しかし良く考えてみれば、マスコミの姿勢はなにも変わっていないのです。彼らの姿勢は公明党・創価学会に対して反旗を翻しているというより、一貫して反自民の旗を振っているということなのです。だから、細川政権や羽田政権の時は反自民の政府にエールを送り、自公保の時は反自民の立場から非難しなければならないのです。彼らにすれば与党の場合は勿論、野党であっても自民党というのは、政・財・官を巻き込んだ権力装置そのもので、この権力に対する対抗装置としてマスコミの使命があるとでも思っているのでしょう。
結局、戦後の日本の社会では、常に「権力対反権力」という、非常に単純な構図の中でしか政治が語られていないということなのです。理念や理想が語られず、権力対反権力という構図だけで、選挙が毎回行われてきているということなのです。
その結果、政治家が語る言葉は紋切り型になってしまったのです。野党やマスコミは与党の政治家の言葉尻を捕まえ、揚げ足を取るようなことであっても、与党を徹底的に非難をします。
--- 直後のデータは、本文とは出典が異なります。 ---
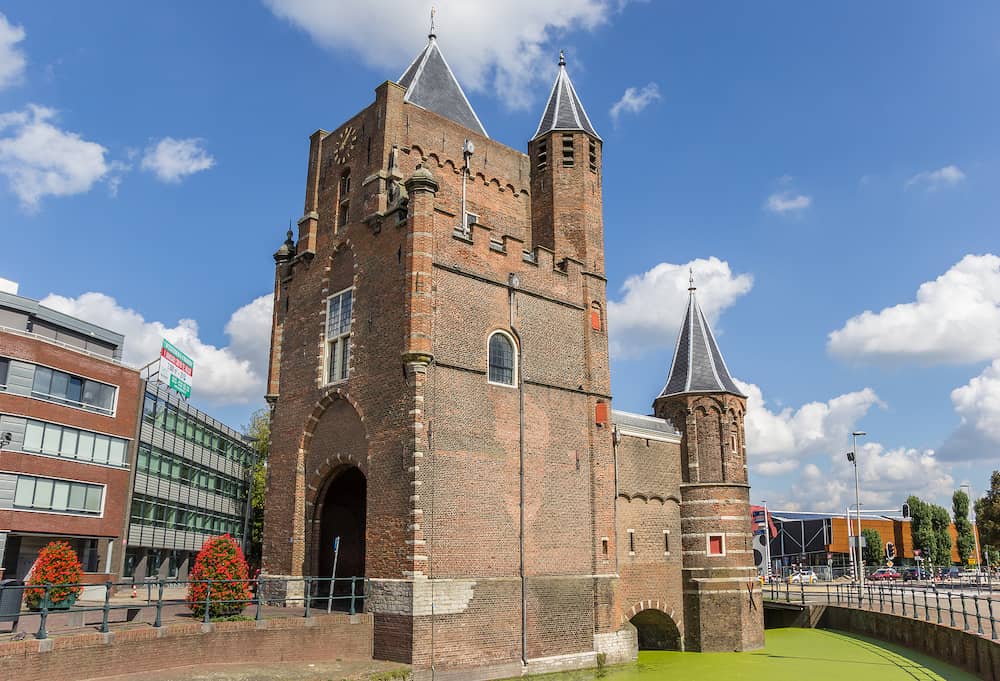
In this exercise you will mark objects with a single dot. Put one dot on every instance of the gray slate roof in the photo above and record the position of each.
(698, 365)
(431, 85)
(639, 422)
(564, 110)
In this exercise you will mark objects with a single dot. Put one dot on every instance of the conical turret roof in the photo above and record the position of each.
(564, 110)
(431, 85)
(698, 366)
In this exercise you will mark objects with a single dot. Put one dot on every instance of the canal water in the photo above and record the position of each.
(792, 654)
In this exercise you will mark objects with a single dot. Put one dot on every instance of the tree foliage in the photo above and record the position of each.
(219, 576)
(874, 552)
(988, 515)
(965, 541)
(921, 528)
(941, 522)
(259, 429)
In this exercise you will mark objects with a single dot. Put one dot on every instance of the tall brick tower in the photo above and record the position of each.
(440, 385)
(722, 604)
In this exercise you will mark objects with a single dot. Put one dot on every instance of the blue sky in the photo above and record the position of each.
(810, 162)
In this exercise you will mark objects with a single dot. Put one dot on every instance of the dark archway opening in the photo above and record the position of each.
(343, 515)
(656, 631)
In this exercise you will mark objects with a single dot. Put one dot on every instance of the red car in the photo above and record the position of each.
(884, 575)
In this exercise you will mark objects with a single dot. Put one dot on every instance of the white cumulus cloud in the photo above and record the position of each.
(955, 318)
(635, 100)
(12, 59)
(887, 477)
(814, 428)
(933, 180)
(171, 160)
(978, 405)
(651, 308)
(39, 159)
(234, 374)
(504, 46)
(787, 203)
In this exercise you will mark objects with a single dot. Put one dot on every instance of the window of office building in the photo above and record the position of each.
(72, 443)
(75, 391)
(58, 496)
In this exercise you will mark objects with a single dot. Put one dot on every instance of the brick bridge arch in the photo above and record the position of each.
(655, 626)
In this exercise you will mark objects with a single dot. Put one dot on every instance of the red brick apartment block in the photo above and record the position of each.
(440, 385)
(69, 408)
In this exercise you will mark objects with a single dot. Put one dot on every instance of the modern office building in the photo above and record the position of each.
(191, 482)
(68, 409)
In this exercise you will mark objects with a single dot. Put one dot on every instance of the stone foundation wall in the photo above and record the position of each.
(86, 656)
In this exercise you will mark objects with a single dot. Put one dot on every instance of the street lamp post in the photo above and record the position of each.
(852, 456)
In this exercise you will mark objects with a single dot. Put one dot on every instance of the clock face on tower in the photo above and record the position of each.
(345, 144)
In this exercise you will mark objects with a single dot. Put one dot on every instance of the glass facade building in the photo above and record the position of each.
(191, 482)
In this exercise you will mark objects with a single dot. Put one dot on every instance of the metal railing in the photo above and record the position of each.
(971, 610)
(312, 594)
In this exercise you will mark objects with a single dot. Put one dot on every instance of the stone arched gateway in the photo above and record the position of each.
(336, 504)
(655, 628)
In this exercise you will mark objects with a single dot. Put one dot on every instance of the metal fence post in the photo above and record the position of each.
(159, 604)
(42, 634)
(257, 598)
(308, 594)
(979, 619)
(107, 607)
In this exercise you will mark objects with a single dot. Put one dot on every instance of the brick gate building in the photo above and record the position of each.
(440, 388)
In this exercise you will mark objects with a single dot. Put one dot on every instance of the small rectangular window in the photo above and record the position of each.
(568, 150)
(716, 545)
(338, 335)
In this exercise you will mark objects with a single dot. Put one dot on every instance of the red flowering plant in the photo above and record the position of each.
(57, 564)
(221, 561)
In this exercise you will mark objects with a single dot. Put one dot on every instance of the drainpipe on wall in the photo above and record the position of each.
(513, 283)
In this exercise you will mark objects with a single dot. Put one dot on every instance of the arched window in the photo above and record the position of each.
(503, 362)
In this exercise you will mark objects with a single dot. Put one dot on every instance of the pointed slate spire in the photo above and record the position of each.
(431, 85)
(698, 365)
(564, 110)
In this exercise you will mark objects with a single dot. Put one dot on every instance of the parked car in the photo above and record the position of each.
(884, 575)
(803, 577)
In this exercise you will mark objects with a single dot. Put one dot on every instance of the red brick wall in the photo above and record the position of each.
(122, 424)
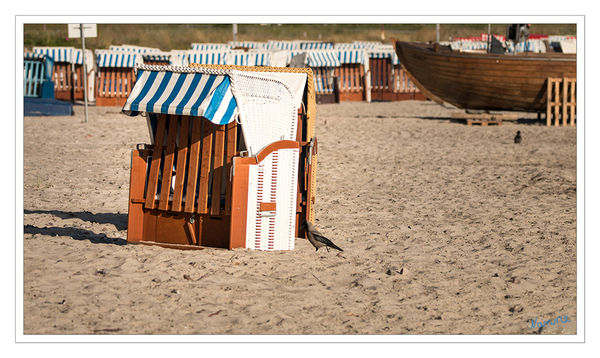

そして、彼らが示す大衆受けを狙った奇抜なアイデアを、政策として示すのです。その時々の与党の政策に対して、対抗手段として提案しているに過ぎない俄仕立てのものですから、当然の結果、矛盾だらけのお粗末なものになってしまいます。そこを与党に突っ込まれるとたちどころに馬脚が現れてしまうのです。こうしたことは今回の選挙に限らず、戦後ずっと続いてきたことです。京都における自共対決などその典型でしょう。全国的には、自民党対社会党の対決として行われてきたのです。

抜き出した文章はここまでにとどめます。